Secretary-General Ban Ki-moon has called for preventing the exploitation of the environment in times of conflict, stressing that protecting nature can help countries create employment opportunities, promote development and avoid a relapse into hostilities.
In his message on the International Day for Preventing the Exploitation of the Environment in War and Armed Conflict, which is observed on 6 November, Mr. Ban said that the UN is studying the environmental impacts of conflicts around the world, from the Balkans to Afghanistan, from Lebanon to the Sudan.
“We have seen how environmental damage and the collapse of institutions are threatening human health, livelihoods and security,” he stated. “These risks can also jeopardize fragile peace and development in post-conflict societies.”
The Secretary-General noted that in Afghanistan, warfare and institutional disintegration have combined to take a major toll. In a clear case of environmentally induced displacement, tens of thousands of people have been forced from rural to urban areas in search of food and employment.
“There can be no durable peace in Afghanistan if the natural resources that sustain livelihoods and ecosystems are destroyed,” he stressed.

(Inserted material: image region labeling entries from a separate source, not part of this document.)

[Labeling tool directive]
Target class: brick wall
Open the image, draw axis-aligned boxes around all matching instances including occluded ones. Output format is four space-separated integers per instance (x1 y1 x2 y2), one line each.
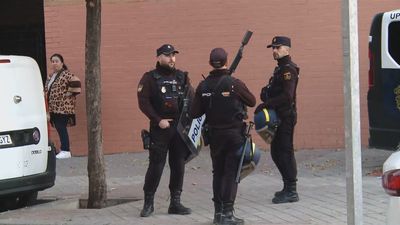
45 0 398 155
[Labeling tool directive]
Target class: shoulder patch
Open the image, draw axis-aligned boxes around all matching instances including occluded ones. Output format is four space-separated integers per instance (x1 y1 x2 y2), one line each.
138 84 143 92
283 72 292 80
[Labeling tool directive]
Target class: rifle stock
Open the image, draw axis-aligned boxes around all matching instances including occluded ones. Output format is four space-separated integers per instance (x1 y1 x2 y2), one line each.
229 30 253 75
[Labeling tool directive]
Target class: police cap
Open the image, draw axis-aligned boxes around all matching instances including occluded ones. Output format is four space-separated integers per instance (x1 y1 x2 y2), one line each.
157 44 179 56
267 36 291 48
210 48 228 68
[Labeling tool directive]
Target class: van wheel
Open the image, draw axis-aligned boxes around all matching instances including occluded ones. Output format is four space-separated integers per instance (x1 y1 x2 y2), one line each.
17 191 38 207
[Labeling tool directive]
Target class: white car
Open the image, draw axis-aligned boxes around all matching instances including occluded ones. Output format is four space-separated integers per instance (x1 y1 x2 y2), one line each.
382 148 400 225
0 55 56 208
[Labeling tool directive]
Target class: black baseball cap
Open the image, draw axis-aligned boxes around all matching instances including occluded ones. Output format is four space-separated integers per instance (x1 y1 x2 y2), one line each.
267 36 291 48
210 48 228 68
157 44 179 56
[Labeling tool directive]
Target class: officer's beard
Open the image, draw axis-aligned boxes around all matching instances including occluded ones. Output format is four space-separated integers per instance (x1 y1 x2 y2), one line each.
157 62 175 72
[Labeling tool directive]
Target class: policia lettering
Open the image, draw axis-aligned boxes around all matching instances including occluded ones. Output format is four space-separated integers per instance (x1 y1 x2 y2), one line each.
152 70 187 119
137 44 192 217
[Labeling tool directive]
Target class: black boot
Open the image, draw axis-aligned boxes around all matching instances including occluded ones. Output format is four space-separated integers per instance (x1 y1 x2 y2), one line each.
213 202 222 225
168 191 192 215
219 203 244 225
140 193 154 217
274 181 287 197
272 182 299 204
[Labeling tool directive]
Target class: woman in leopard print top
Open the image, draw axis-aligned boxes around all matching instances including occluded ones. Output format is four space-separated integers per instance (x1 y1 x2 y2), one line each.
45 54 81 158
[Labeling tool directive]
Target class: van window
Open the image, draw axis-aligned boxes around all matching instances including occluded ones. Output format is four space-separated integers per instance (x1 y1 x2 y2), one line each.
388 21 400 65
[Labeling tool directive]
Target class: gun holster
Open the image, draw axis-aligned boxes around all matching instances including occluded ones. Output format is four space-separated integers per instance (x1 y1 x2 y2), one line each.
140 129 151 150
201 124 211 146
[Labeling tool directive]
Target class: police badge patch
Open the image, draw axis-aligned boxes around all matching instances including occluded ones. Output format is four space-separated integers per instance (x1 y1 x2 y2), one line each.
283 72 292 80
138 84 143 92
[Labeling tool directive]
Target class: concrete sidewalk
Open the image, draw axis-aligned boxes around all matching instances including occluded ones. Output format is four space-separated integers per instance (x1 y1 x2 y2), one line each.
0 149 392 225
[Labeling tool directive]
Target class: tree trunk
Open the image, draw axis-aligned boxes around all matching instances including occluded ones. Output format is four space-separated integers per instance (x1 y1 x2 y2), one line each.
85 0 107 208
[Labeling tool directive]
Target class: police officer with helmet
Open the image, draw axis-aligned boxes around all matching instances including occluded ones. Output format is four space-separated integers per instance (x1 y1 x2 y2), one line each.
256 36 299 204
137 44 193 217
190 48 256 225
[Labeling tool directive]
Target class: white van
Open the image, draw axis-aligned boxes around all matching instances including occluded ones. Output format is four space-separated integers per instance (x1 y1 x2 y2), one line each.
368 9 400 149
0 55 56 206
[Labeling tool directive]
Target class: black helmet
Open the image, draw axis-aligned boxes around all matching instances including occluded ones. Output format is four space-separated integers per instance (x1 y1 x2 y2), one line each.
254 108 280 144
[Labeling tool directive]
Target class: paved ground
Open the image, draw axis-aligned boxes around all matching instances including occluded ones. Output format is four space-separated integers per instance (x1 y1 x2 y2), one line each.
0 149 391 225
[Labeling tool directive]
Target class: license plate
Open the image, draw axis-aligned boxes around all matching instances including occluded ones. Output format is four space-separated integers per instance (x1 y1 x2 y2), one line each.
0 134 12 145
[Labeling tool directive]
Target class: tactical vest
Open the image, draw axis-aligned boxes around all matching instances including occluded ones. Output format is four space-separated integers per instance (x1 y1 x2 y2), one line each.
201 75 247 128
267 63 300 113
152 70 187 119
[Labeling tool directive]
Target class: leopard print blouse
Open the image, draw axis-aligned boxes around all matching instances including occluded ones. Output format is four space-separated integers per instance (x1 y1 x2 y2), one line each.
44 70 81 115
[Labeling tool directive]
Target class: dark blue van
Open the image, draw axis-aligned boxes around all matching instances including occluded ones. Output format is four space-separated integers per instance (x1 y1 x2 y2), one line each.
368 9 400 149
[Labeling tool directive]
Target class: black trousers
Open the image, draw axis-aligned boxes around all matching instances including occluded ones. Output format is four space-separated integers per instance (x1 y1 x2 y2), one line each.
210 125 245 203
143 124 189 193
51 114 70 151
271 113 297 182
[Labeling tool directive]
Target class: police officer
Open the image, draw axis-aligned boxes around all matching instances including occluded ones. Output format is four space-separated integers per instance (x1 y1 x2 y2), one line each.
190 48 256 224
256 36 299 204
137 44 192 217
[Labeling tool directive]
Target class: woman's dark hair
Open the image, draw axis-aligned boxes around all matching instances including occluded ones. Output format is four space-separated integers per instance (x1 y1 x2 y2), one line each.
50 53 68 70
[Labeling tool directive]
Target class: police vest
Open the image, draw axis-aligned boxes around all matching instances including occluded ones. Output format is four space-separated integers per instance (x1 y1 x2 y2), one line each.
201 75 247 128
267 62 300 112
152 70 187 119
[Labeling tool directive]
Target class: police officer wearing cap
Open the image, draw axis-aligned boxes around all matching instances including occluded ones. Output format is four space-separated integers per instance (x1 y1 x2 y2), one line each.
137 44 193 217
256 36 299 204
190 48 256 225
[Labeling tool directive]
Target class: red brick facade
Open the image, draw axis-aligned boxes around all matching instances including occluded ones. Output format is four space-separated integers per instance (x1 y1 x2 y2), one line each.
45 0 398 155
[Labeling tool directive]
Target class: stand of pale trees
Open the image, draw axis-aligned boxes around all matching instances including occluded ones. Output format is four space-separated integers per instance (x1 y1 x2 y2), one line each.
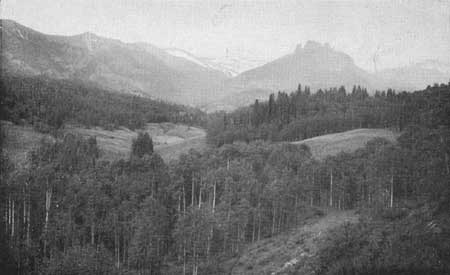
0 83 450 274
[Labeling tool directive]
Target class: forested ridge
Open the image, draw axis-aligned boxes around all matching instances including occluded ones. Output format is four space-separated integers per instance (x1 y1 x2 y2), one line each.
1 74 206 132
208 84 448 146
0 84 450 274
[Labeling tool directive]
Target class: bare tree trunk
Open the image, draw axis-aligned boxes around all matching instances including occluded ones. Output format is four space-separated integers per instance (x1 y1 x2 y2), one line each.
330 168 333 207
191 173 195 207
11 199 16 239
44 183 52 257
198 182 202 209
91 224 95 245
389 168 394 208
271 204 276 236
27 194 31 247
212 180 216 214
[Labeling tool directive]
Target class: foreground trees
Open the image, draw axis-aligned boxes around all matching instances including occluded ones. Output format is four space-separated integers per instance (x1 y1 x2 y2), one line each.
0 82 450 274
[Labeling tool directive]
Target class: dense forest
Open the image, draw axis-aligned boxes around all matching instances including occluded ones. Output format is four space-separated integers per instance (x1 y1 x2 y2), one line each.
1 74 206 132
208 84 449 146
0 82 450 274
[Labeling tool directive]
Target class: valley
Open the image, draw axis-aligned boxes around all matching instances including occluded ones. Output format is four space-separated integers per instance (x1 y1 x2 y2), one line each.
1 121 206 167
0 8 450 275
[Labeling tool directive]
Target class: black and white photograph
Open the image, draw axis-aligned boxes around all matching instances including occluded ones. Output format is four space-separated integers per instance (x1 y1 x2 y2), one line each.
0 0 450 275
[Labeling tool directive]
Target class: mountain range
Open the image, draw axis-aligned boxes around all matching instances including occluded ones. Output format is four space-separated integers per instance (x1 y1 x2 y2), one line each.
1 20 450 111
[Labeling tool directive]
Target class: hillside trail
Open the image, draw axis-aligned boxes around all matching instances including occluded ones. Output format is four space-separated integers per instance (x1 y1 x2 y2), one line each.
230 210 359 275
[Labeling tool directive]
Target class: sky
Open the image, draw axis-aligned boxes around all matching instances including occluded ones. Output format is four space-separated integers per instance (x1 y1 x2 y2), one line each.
0 0 450 71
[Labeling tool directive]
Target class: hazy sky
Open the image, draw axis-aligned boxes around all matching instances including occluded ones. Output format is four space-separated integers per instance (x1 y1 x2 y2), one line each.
0 0 450 71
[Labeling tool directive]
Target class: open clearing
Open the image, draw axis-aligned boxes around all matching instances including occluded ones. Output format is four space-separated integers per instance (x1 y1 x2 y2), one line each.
1 121 206 166
230 210 358 275
0 121 50 169
67 122 206 162
292 129 399 159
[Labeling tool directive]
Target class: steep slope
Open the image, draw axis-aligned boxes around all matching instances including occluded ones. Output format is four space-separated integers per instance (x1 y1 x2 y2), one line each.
230 211 358 275
376 60 450 90
209 41 378 110
232 41 372 90
0 120 206 164
1 20 226 104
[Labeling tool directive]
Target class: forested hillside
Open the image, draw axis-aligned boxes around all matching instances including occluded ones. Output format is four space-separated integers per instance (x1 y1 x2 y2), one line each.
0 84 450 274
208 84 450 146
1 74 206 132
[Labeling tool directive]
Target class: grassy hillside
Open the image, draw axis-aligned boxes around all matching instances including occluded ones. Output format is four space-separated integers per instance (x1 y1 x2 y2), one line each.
0 121 50 169
1 121 206 166
230 211 358 275
68 123 206 161
292 129 399 159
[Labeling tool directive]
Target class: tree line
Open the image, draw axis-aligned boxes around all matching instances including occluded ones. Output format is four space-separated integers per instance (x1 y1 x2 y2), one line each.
0 82 450 274
208 84 448 146
1 74 206 132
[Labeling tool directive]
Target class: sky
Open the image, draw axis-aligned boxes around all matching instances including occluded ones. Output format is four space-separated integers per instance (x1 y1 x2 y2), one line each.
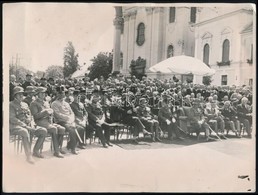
3 3 115 72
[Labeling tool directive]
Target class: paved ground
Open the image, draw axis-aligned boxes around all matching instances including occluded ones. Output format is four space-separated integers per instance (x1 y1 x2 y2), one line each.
3 133 256 192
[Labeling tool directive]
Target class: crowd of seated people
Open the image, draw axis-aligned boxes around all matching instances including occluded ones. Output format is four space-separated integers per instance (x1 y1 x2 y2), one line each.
9 74 253 164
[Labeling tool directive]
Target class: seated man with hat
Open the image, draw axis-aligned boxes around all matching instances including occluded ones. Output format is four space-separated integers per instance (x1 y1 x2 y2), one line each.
30 87 65 158
22 73 33 90
158 97 183 140
86 94 113 148
204 101 226 139
9 86 47 164
23 86 36 106
136 98 161 141
51 85 78 154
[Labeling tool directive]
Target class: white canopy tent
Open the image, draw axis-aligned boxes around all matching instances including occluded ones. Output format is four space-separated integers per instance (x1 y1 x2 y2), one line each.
71 66 89 79
149 55 215 76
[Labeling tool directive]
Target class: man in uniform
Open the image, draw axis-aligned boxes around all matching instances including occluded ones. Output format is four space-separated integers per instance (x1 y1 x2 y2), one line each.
87 94 113 148
9 86 47 164
30 87 65 158
136 98 161 142
51 86 78 154
22 73 33 90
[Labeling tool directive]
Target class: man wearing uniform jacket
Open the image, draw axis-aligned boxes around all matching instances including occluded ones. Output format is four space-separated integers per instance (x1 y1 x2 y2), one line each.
9 86 47 164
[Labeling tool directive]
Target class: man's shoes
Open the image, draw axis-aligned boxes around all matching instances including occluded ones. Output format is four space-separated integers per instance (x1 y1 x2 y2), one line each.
156 137 161 142
26 157 35 164
77 144 86 150
176 137 184 141
71 149 79 155
54 153 64 158
60 149 66 154
133 139 139 144
206 137 216 142
220 134 228 139
142 129 152 135
32 152 44 158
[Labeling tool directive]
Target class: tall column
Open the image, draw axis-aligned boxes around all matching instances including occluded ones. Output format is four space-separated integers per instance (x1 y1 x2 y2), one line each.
112 6 123 72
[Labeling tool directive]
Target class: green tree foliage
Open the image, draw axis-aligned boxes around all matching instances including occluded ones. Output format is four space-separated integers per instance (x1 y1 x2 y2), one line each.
35 70 46 78
202 76 212 86
45 65 64 79
88 52 113 80
130 56 146 79
9 64 34 80
63 41 79 77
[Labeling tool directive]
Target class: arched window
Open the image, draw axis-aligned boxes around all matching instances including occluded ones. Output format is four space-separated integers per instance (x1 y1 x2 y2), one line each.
190 7 196 23
169 7 176 23
167 45 174 58
120 52 124 67
222 39 230 62
203 43 210 65
136 23 145 46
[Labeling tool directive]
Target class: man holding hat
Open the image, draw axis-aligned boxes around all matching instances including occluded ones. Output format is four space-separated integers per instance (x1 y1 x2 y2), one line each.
23 86 36 106
51 85 78 154
9 86 47 164
30 87 65 158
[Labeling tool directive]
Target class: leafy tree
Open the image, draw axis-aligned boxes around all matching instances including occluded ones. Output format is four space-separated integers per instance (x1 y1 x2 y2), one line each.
63 41 79 77
130 56 146 79
202 76 212 86
88 52 113 80
35 70 45 78
45 65 64 79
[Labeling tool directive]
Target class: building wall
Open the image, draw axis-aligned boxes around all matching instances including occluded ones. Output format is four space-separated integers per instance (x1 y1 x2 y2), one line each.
195 8 253 85
121 5 253 85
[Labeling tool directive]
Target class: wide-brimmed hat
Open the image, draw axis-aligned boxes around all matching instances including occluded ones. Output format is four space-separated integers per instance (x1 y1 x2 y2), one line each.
13 86 24 95
25 86 36 93
36 87 47 93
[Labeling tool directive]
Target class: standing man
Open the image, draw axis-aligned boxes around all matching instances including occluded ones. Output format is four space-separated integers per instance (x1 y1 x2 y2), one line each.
51 86 78 155
23 86 36 106
9 86 47 164
70 90 88 149
9 74 18 101
30 87 65 158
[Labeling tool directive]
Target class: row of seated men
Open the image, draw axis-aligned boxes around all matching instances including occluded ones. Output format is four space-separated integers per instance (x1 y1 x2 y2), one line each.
10 86 251 163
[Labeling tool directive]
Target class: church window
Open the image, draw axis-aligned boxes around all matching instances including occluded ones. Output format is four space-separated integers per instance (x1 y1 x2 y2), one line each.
136 23 145 46
203 43 210 65
222 39 230 62
190 7 196 23
167 45 174 58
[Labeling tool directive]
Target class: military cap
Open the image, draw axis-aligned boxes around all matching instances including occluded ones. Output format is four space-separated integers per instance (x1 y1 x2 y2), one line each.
25 86 36 93
139 98 147 104
48 77 54 81
56 85 68 93
13 86 24 95
26 73 32 77
36 87 47 93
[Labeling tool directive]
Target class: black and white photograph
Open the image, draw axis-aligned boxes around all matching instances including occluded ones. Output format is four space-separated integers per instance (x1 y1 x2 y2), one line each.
2 2 257 193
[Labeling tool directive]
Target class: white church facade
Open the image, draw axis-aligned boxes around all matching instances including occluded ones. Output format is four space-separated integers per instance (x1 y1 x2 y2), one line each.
114 4 256 85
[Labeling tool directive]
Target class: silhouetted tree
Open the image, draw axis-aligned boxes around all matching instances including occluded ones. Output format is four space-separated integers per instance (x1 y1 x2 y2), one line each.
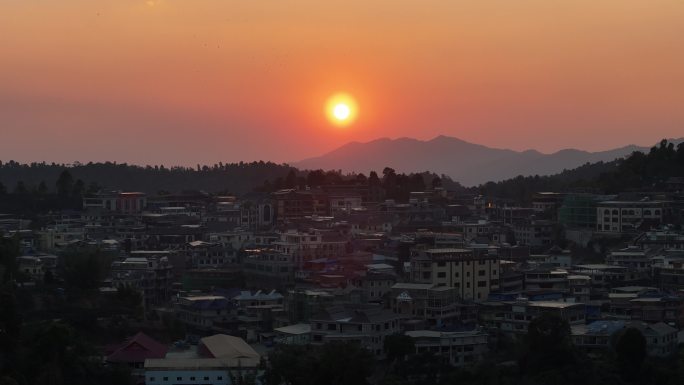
615 328 646 382
383 334 416 361
56 170 74 196
285 170 297 188
36 180 48 195
71 179 85 197
14 180 28 195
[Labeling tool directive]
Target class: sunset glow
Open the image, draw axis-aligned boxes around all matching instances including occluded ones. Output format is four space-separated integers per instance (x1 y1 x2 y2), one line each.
0 0 684 165
325 93 358 127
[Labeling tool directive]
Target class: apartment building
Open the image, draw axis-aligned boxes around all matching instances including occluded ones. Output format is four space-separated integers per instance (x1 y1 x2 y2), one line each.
411 249 500 301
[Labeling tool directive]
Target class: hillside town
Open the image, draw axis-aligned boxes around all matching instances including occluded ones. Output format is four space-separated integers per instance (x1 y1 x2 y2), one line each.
0 158 684 385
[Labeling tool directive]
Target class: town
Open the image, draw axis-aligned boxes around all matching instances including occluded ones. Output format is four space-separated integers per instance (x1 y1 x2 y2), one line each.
0 141 684 385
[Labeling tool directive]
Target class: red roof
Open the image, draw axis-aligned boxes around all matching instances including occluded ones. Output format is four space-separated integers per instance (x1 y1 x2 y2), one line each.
107 332 168 362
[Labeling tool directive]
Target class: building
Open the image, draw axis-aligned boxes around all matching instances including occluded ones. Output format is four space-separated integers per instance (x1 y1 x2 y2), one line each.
310 306 401 359
273 323 311 345
273 229 347 278
145 334 261 385
405 329 489 367
174 295 236 333
501 300 585 334
411 249 500 301
513 219 555 248
105 332 168 381
558 194 614 230
111 255 172 310
572 321 679 357
242 249 295 289
596 199 672 233
83 191 147 214
390 283 477 329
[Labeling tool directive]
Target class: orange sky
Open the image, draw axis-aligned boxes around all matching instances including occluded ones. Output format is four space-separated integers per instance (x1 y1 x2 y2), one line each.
0 0 684 165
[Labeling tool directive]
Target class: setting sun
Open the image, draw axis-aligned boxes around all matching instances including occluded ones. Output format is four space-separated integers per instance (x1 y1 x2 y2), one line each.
325 93 358 127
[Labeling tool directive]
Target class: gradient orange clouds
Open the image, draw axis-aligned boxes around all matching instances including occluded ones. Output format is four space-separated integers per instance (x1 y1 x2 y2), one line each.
0 0 684 165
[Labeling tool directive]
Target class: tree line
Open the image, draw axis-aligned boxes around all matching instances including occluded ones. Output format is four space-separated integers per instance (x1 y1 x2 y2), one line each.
472 139 684 205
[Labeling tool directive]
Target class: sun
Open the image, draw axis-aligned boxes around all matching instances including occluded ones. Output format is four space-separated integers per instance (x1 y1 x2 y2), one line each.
325 92 358 127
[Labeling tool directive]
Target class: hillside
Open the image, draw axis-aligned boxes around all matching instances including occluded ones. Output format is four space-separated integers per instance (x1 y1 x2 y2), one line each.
293 136 660 186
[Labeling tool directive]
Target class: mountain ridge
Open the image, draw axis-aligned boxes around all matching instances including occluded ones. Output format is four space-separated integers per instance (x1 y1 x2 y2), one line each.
291 135 672 186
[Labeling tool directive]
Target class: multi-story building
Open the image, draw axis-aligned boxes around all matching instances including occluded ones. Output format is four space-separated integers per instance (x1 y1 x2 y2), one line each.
273 229 347 278
350 272 397 302
572 320 678 357
411 249 500 301
405 329 489 367
83 191 147 214
242 249 295 289
596 200 672 233
513 220 555 248
184 241 237 269
145 334 261 385
174 295 235 333
273 189 330 222
111 255 172 310
311 306 401 358
239 193 276 231
390 283 477 329
525 268 568 291
501 300 585 334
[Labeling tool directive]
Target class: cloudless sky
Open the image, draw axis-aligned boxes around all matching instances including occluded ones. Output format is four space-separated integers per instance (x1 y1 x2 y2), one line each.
0 0 684 165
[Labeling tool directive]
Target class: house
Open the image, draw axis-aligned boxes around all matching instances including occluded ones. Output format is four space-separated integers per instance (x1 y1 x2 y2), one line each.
404 329 489 366
310 305 401 359
145 334 261 385
105 332 168 383
572 320 678 357
175 295 235 332
273 323 311 345
411 249 500 301
501 300 586 334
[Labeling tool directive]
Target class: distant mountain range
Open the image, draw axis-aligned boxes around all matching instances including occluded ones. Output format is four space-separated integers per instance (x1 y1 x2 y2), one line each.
292 136 684 186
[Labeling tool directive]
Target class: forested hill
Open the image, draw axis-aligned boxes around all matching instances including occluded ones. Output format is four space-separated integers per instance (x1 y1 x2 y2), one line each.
477 140 684 204
0 161 293 194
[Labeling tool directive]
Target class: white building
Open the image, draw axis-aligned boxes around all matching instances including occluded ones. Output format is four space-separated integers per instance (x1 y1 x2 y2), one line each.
145 334 261 385
405 330 489 366
596 200 671 233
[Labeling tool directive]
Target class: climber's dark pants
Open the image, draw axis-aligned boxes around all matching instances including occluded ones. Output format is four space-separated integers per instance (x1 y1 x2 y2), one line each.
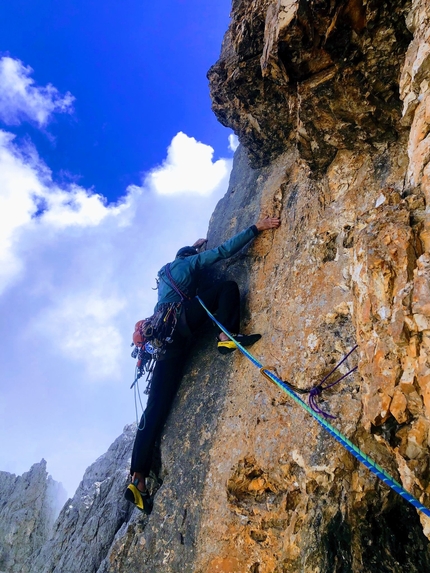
130 281 240 476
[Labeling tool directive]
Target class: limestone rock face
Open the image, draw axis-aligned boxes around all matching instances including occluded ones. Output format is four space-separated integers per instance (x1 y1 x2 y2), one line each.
103 0 430 573
6 0 430 573
30 424 136 573
209 0 414 170
0 460 66 573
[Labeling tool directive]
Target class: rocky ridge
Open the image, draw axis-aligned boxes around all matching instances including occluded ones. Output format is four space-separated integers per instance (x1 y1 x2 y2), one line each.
0 460 66 573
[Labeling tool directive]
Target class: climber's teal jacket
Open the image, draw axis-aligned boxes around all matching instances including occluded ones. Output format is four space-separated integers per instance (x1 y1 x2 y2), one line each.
155 225 258 310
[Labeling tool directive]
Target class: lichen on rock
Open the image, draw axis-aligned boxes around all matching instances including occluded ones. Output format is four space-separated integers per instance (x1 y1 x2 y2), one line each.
5 0 430 573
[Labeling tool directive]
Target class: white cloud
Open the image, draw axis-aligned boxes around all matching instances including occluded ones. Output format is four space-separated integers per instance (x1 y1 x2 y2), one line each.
0 130 136 294
145 132 231 195
0 123 231 494
0 56 75 127
33 290 125 382
228 133 240 153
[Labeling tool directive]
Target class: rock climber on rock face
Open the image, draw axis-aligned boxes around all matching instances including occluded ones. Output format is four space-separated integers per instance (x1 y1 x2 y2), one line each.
125 217 280 514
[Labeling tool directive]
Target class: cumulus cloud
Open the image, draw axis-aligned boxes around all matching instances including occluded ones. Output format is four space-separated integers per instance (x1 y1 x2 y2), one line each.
0 130 138 294
0 127 231 493
0 58 232 493
228 133 239 153
0 56 75 127
145 132 231 195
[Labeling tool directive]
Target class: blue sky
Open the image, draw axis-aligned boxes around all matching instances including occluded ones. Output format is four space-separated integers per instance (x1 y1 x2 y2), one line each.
0 0 230 200
0 0 237 495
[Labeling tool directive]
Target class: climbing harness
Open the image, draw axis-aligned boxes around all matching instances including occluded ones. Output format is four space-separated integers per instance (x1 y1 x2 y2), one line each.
130 263 190 430
196 296 430 517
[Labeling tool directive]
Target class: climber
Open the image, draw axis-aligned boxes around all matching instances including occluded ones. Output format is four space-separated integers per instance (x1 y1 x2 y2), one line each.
125 217 280 514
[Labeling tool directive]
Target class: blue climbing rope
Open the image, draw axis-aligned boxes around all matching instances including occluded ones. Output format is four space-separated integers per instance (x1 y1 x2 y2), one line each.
197 296 430 517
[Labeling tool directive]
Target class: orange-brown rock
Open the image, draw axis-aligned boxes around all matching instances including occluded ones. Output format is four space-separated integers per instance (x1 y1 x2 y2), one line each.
31 0 430 573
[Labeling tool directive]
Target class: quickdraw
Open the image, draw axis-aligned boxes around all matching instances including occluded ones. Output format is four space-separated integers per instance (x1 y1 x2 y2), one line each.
197 296 430 517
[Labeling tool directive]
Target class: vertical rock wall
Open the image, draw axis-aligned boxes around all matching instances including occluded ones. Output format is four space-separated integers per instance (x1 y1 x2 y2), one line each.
7 0 430 573
102 0 430 573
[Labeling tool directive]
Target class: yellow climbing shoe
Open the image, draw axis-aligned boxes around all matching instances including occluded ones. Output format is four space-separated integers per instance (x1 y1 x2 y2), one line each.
218 334 261 354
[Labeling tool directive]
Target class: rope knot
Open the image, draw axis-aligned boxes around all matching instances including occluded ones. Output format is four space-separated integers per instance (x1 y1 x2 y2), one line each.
309 384 323 398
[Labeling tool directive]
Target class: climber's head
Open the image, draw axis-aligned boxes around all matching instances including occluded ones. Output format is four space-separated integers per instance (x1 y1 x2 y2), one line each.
176 247 197 259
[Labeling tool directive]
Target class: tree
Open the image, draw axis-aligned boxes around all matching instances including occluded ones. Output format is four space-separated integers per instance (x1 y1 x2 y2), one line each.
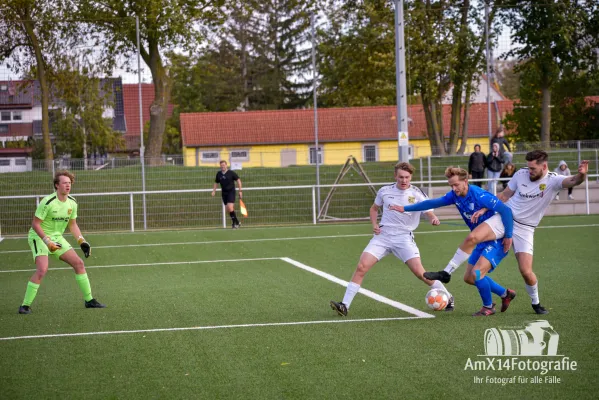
0 0 76 166
505 0 597 148
78 0 224 164
52 58 124 163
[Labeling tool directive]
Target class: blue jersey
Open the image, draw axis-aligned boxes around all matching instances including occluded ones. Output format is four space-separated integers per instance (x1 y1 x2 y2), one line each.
404 185 514 238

At the same time, the environment and natural resources are crucial in consolidating peace within and between war-torn societies, Mr. Ban added, noting that several countries in the Great Lakes Region of Africa established transboundary cooperation to manage their shared natural resources.
“The United Nations attaches great importance to ensuring that action on the environment is part of our approach to peace,” Mr. Ban stressed. “Protecting the environment can help countries create employment opportunities, promote development and avoid a relapse into armed conflict.
“Let us renew our commitment to preventing the exploitation of the environment in times of conflict, and to protecting the environment as a pillar of our work for peace.”